OK, some black magic. Let’s untangle it.

We compare each pair of vectors’ elements. For every pair we ask whether element from vector A is greater or equal than element in vector B and subtract flag whether it is less or equal. This results in extended binary solution (minus one or zero or one). Next, we multiply this binary flag by some constant power of two. We want to do it in a way which allows us to come out with final solution just by checking the sign of the sum.

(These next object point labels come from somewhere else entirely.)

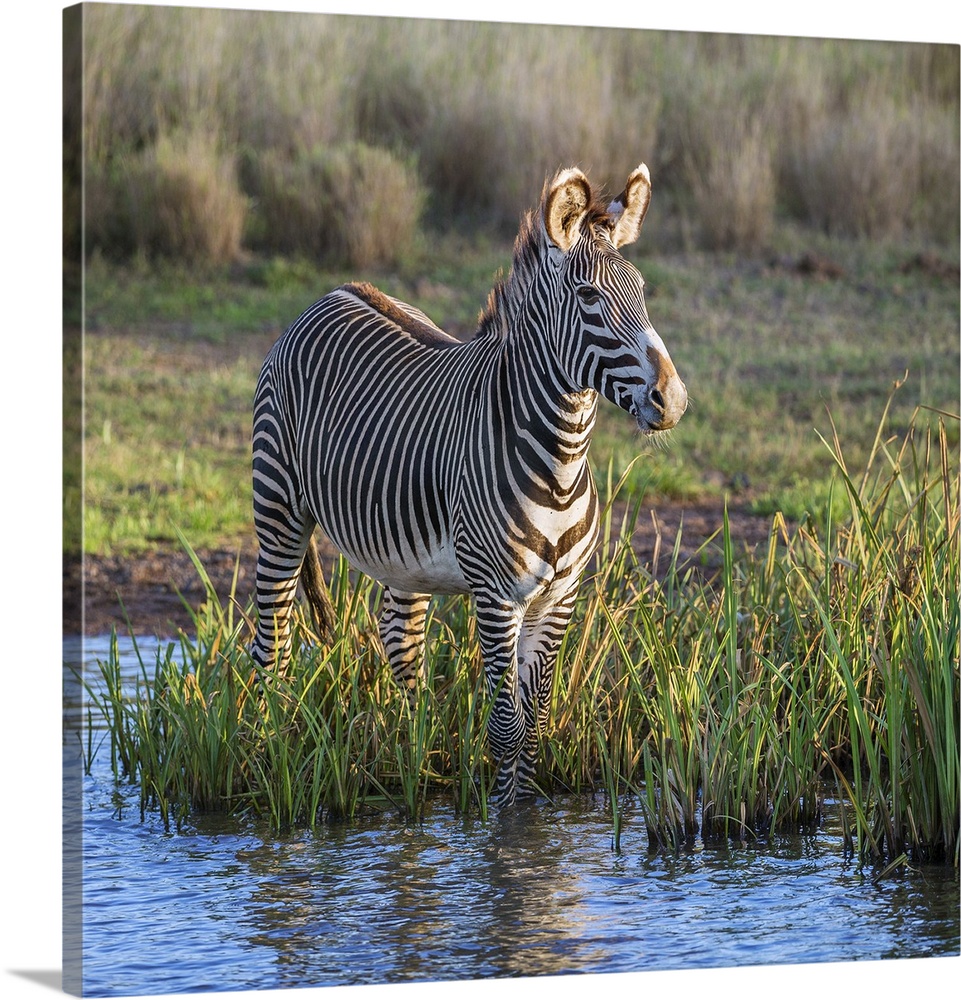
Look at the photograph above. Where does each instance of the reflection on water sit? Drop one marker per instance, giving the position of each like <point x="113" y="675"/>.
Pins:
<point x="227" y="905"/>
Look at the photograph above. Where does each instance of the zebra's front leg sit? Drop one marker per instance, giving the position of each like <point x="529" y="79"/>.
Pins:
<point x="538" y="645"/>
<point x="278" y="571"/>
<point x="402" y="623"/>
<point x="498" y="627"/>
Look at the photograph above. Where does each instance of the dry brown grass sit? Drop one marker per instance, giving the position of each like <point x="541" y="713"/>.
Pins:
<point x="851" y="137"/>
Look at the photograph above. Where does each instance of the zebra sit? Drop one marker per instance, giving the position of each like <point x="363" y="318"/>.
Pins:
<point x="441" y="466"/>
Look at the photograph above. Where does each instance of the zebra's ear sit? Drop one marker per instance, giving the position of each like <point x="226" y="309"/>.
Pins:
<point x="565" y="205"/>
<point x="630" y="206"/>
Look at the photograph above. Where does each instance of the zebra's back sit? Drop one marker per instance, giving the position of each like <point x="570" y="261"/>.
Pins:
<point x="378" y="402"/>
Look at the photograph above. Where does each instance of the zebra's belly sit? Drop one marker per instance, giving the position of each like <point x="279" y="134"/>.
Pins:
<point x="425" y="571"/>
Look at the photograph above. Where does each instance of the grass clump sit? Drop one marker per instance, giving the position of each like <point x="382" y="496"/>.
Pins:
<point x="356" y="204"/>
<point x="177" y="198"/>
<point x="725" y="707"/>
<point x="737" y="128"/>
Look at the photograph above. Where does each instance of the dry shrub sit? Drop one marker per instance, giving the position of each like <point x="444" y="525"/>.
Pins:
<point x="716" y="136"/>
<point x="355" y="205"/>
<point x="734" y="189"/>
<point x="858" y="172"/>
<point x="176" y="199"/>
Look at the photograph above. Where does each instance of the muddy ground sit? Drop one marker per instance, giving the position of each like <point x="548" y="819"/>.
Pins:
<point x="148" y="585"/>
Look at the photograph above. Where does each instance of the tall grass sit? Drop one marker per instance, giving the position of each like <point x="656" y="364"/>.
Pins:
<point x="735" y="128"/>
<point x="724" y="707"/>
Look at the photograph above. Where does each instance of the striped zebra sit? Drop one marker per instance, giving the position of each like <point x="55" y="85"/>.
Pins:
<point x="446" y="467"/>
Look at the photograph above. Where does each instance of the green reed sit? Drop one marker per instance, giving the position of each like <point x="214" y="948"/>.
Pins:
<point x="725" y="707"/>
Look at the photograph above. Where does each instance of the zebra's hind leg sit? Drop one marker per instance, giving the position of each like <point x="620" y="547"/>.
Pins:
<point x="282" y="549"/>
<point x="498" y="626"/>
<point x="537" y="649"/>
<point x="402" y="622"/>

Let’s see a simple example for the following data:

    \begin{gather*} A = \{ 5, 2, 4 \} \\ B = \{ 5, 4, 4 \} \\ y = (5 \stackrel{?}{>=} 5 - 5 \stackrel{?}{<=} 5)\cdot 2^{2} + (2 \stackrel{?}{>=} 4 - 2 \stackrel{?}{<=} 4)\cdot 2^{1} + \\ +(4 \stackrel{?}{>=} 4 - 4 \stackrel{?}{<=} 4)\cdot 2^{0} = (1-1) \cdot 4 + (0 - 1) \cdot 2 + (1 - 1) \cdot 1 = 0 - 2 + 0 = -2\\ x = y \stackrel{?}{<} 0 = 1 \end{gather*}

The idea here is: for every element we want to have positive positive term when element in vector A is greater than element in vector B, zero term when they are equal, and negative term when element in vector A is less than element in vector B. We achieve this by performing two comparisons: is greater or equal, and is less or equal. In the first case (element in A is greater than element in B), we get 1 - 0 = 1. In second case we get 1 - 1 = 0, in third case we get 0 - 1 = -1.

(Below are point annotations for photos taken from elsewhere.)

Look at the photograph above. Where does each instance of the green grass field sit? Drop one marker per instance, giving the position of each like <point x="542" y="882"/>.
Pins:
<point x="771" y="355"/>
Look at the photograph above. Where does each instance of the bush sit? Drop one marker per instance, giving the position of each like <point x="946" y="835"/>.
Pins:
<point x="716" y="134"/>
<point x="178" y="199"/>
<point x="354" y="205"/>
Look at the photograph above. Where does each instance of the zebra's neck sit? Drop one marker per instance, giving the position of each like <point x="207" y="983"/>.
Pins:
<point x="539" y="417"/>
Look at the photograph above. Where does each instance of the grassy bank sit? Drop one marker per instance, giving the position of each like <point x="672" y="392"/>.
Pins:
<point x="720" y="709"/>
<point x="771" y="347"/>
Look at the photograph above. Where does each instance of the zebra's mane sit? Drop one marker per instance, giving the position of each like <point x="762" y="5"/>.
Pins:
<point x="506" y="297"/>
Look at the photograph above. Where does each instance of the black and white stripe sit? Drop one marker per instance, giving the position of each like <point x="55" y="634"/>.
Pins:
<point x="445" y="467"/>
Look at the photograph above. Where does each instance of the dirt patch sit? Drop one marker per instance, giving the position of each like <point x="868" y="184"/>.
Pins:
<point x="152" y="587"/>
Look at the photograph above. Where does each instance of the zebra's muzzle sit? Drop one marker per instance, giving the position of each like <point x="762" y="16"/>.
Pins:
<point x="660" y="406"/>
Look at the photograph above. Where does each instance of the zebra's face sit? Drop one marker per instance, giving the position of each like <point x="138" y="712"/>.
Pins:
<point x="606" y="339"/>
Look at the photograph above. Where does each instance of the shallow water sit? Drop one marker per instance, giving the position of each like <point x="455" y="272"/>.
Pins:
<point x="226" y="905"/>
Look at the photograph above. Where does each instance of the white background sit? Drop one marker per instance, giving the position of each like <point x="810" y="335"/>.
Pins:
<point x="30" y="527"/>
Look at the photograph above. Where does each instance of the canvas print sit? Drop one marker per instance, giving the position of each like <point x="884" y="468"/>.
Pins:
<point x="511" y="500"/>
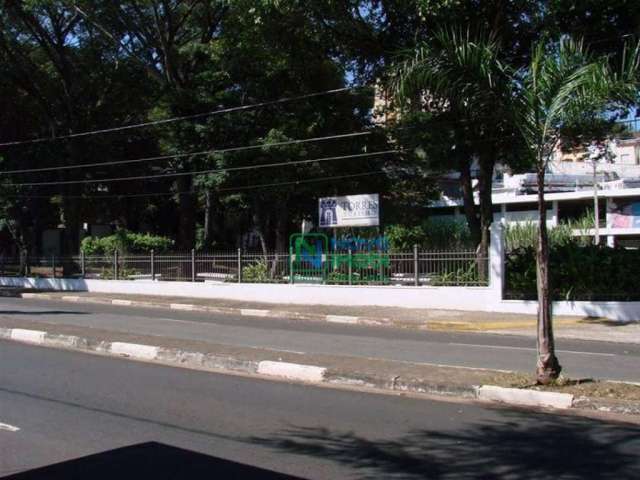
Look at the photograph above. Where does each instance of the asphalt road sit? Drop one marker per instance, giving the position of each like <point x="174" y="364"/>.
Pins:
<point x="580" y="359"/>
<point x="150" y="421"/>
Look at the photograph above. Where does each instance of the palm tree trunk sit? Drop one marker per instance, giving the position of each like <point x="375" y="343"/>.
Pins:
<point x="548" y="368"/>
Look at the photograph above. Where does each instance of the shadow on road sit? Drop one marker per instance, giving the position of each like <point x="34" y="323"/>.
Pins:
<point x="149" y="460"/>
<point x="523" y="446"/>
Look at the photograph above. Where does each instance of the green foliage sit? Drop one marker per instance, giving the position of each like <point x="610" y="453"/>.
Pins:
<point x="432" y="234"/>
<point x="256" y="272"/>
<point x="525" y="235"/>
<point x="577" y="272"/>
<point x="125" y="242"/>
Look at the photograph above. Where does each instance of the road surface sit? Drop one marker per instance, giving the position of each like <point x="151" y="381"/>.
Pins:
<point x="579" y="358"/>
<point x="64" y="405"/>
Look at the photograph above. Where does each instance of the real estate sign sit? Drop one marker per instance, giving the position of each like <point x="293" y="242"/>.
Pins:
<point x="623" y="215"/>
<point x="349" y="211"/>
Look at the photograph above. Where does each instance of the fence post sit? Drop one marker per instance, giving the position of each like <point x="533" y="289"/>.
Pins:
<point x="416" y="270"/>
<point x="153" y="265"/>
<point x="83" y="266"/>
<point x="193" y="264"/>
<point x="291" y="260"/>
<point x="115" y="264"/>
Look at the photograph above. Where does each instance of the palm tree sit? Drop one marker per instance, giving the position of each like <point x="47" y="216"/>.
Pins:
<point x="460" y="73"/>
<point x="563" y="86"/>
<point x="564" y="89"/>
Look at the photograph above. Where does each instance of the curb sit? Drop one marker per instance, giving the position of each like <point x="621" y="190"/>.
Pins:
<point x="309" y="374"/>
<point x="438" y="325"/>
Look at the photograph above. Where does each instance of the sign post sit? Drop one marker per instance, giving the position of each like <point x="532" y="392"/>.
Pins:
<point x="349" y="211"/>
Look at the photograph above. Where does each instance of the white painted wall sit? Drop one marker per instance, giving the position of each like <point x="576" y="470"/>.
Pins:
<point x="487" y="299"/>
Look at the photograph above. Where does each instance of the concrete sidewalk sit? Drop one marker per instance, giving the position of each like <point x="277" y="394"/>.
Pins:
<point x="439" y="320"/>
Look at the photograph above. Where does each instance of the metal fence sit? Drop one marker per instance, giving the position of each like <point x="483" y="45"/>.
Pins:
<point x="416" y="268"/>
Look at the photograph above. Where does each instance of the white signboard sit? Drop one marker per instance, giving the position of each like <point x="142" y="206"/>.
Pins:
<point x="349" y="211"/>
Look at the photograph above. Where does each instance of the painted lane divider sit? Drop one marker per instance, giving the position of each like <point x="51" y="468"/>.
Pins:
<point x="135" y="350"/>
<point x="253" y="312"/>
<point x="118" y="301"/>
<point x="341" y="319"/>
<point x="292" y="371"/>
<point x="529" y="398"/>
<point x="8" y="428"/>
<point x="31" y="336"/>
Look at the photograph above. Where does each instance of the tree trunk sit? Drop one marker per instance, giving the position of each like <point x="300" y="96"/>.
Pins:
<point x="548" y="368"/>
<point x="282" y="228"/>
<point x="186" y="214"/>
<point x="207" y="236"/>
<point x="468" y="202"/>
<point x="485" y="182"/>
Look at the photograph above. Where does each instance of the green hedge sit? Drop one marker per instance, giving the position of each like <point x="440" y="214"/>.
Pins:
<point x="125" y="242"/>
<point x="577" y="272"/>
<point x="432" y="234"/>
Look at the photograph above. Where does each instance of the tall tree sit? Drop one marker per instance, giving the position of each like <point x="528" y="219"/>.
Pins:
<point x="461" y="74"/>
<point x="563" y="86"/>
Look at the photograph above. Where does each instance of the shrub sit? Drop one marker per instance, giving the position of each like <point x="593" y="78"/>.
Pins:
<point x="125" y="242"/>
<point x="432" y="234"/>
<point x="256" y="272"/>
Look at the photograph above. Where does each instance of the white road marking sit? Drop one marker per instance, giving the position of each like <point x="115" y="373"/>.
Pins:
<point x="8" y="428"/>
<point x="253" y="312"/>
<point x="504" y="347"/>
<point x="293" y="371"/>
<point x="135" y="350"/>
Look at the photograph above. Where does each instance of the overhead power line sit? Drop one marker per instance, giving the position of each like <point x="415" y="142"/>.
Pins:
<point x="184" y="117"/>
<point x="203" y="172"/>
<point x="190" y="154"/>
<point x="225" y="189"/>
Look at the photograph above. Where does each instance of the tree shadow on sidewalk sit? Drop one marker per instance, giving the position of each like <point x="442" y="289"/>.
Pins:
<point x="522" y="446"/>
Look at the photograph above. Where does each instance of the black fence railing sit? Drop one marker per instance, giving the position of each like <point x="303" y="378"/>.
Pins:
<point x="415" y="268"/>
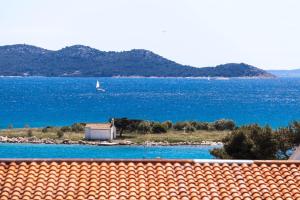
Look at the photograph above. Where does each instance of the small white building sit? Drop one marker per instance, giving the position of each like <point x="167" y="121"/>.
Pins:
<point x="100" y="131"/>
<point x="296" y="154"/>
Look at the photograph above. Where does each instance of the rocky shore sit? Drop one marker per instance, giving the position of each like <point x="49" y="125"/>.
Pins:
<point x="35" y="140"/>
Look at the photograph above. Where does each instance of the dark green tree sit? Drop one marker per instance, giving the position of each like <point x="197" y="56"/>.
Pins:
<point x="158" y="128"/>
<point x="248" y="142"/>
<point x="144" y="127"/>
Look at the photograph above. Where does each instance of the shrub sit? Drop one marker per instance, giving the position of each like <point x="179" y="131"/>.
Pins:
<point x="66" y="129"/>
<point x="248" y="142"/>
<point x="44" y="130"/>
<point x="144" y="127"/>
<point x="77" y="127"/>
<point x="167" y="124"/>
<point x="224" y="124"/>
<point x="189" y="128"/>
<point x="158" y="128"/>
<point x="29" y="133"/>
<point x="179" y="126"/>
<point x="59" y="134"/>
<point x="10" y="126"/>
<point x="201" y="126"/>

Next, we want to get just one number representing the whole vector comparison. Since we compare numbers from left to right (see the definition of lexicographical “less than”), we multiply numbers by consecutive powers of two starting from the greatest one so the preceding terms are not “neutralized” by the next ones. Takie this example:

    \begin{gather*} A = \{ 0, 1, 1, 1, 1 \} \\ B = \{ 1, 0, 0, 1, 1 \} \\ y = -16 + 8 + 4 + 2 + 1 = -1 \end{gather*}

Even though only first one element is lower and all the others are greater in vector A than in vector B, the total value is still negative, thanks to powers of two.

How do we perform other comparisons? It is pretty simple:

    \begin{gather*} A \stackrel{?}{>=} B = y \stackrel{?}{>=} 0 \\ A \stackrel{?}{>} B = y \stackrel{?}{>} 0 \\ A \stackrel{?}{<=} B = y \stackrel{?}{<=} 0 \\ A \stackrel{?}{<} B = y \stackrel{?}{<} 0 \\ A \stackrel{?}{=} B = y \stackrel{?}{=} 0 \\ A \stackrel{?}{\neq } B = y \stackrel{?}{\neq} 0 \end{gather*}

Longer vectors

We know how to compare vectors up to 30 elements but how to compare longer ones? Well, the trick is: let’s do the same again.

Imagine that we have vectors with hundreds of elements. We take first 30 elements and compare them lexicographically. We get one number which is negative, positive, or zero. The number represents relation of first 30 elements of A compared lexicographically with first 30 elements of B. We can now take next 30 elements and compare them in the same way. Moving forward we finally get the following vector:

    \begin{gather*} C = \{ c_0, c_1, \ldots, c_p \}, c_0, \ldots, c_p \in \mathbb{Z} \\ p = \left\lfloor \log _{30} n \right \rfloor \end{gather*}

This is another vector representing packages of 30 elements of A compared to B. We can now compare C with vector D = \{ 0, 0, 0, \ldots, 0 \} of the same length.

Why does it work? Well, if first 30 elements of A are lexicographically lower than 30 elements of B, c_0 will be negative so next comparison will still work well since c_0 < 0. If first 30 elements are equal, c_0 = 0 so next batch of 30 elements will have a chance to change the comparison result. If first elements are greater then c_0 > 0 which will determine the result.

We can recursively compare smaller and smaller vectors and finally end with just one number representing the solution. Finally, by comparing its sign we will be able to determine the final result.

Summary

As we can see, we are able to compare vectors much faster with hashing approach than by using naive one.